Direct Simultaneous Speech-to-Speech Translation with Variational Monotonic Multihead Attention
This addresses the problem of real-time speech translation for users needing low-latency communication, but it is incremental as it builds on existing direct speech-to-speech translation methods.
The paper tackles simultaneous speech-to-speech translation by proposing a direct model that bypasses intermediate text, using discrete units and a variational monotonic multihead attention to improve policy learning. It shows the direct model outperforms cascaded approaches in balancing translation quality and latency on Fisher Spanish-English and MuST-C English-Spanish datasets.

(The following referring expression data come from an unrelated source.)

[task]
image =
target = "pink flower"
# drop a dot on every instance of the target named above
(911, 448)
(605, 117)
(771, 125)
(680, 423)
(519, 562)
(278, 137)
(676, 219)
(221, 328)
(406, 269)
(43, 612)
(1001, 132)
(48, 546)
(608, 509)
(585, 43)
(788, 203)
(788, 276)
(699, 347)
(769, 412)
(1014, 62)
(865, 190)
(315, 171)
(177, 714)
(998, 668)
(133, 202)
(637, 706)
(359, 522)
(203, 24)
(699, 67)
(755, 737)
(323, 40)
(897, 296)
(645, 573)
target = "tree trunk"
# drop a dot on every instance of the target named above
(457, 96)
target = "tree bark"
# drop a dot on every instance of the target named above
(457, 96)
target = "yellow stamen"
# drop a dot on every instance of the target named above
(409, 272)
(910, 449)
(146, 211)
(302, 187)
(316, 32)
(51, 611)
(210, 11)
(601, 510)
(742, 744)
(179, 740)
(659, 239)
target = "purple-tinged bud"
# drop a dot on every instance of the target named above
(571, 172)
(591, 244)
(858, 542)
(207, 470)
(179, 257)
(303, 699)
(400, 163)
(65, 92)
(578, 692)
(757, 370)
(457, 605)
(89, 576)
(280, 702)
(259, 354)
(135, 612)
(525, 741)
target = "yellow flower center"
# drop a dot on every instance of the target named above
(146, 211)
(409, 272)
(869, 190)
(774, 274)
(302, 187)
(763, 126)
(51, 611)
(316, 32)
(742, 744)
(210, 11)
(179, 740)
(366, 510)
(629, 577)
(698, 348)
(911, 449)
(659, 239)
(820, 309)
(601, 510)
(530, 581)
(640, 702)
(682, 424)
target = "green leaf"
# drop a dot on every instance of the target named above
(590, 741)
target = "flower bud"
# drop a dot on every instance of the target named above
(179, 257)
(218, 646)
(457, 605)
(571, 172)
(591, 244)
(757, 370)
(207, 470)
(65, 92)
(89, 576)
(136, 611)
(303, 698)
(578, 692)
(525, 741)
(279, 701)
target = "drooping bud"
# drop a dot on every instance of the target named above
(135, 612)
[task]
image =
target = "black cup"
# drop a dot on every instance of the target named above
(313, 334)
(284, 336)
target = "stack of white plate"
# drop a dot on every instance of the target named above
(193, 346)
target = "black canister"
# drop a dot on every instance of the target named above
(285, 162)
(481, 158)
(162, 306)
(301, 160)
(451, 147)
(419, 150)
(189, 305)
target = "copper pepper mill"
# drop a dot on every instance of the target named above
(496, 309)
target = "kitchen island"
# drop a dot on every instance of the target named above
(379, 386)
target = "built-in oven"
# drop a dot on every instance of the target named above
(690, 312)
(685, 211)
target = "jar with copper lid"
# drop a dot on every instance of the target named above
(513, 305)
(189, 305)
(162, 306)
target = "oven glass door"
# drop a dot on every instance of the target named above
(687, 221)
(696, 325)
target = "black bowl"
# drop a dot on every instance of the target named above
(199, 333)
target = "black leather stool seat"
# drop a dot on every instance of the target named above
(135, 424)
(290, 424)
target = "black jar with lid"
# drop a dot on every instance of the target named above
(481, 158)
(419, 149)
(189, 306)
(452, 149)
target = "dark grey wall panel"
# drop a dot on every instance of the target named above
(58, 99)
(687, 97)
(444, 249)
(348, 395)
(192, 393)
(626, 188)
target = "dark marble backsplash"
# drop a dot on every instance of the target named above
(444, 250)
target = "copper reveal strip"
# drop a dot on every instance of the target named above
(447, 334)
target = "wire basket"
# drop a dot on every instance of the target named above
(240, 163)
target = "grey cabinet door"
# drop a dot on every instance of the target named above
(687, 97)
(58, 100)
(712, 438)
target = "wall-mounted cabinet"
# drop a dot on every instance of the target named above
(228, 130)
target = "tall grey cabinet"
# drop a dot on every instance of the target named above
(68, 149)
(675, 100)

We present a direct simultaneous speech-to-speech translation (Simul-S2ST) model, Furthermore, the generation of translation is independent from intermediate text representations. Our approach leverages recent progress on direct speech-to-speech translation with discrete units, in which a sequence of discrete representations, instead of continuous spectrogram features, learned in an unsupervised manner, are predicted from the model and passed directly to a vocoder for speech synthesis on-the-fly. We also introduce the variational monotonic multihead attention (V-MMA), to handle the challenge of inefficient policy learning in speech simultaneous translation. The simultaneous policy then operates on source speech features and target discrete units. We carry out empirical studies to compare cascaded and direct approach on the Fisher Spanish-English and MuST-C English-Spanish datasets. Direct simultaneous model is shown to outperform the cascaded model by achieving a better tradeoff between translation quality and latency.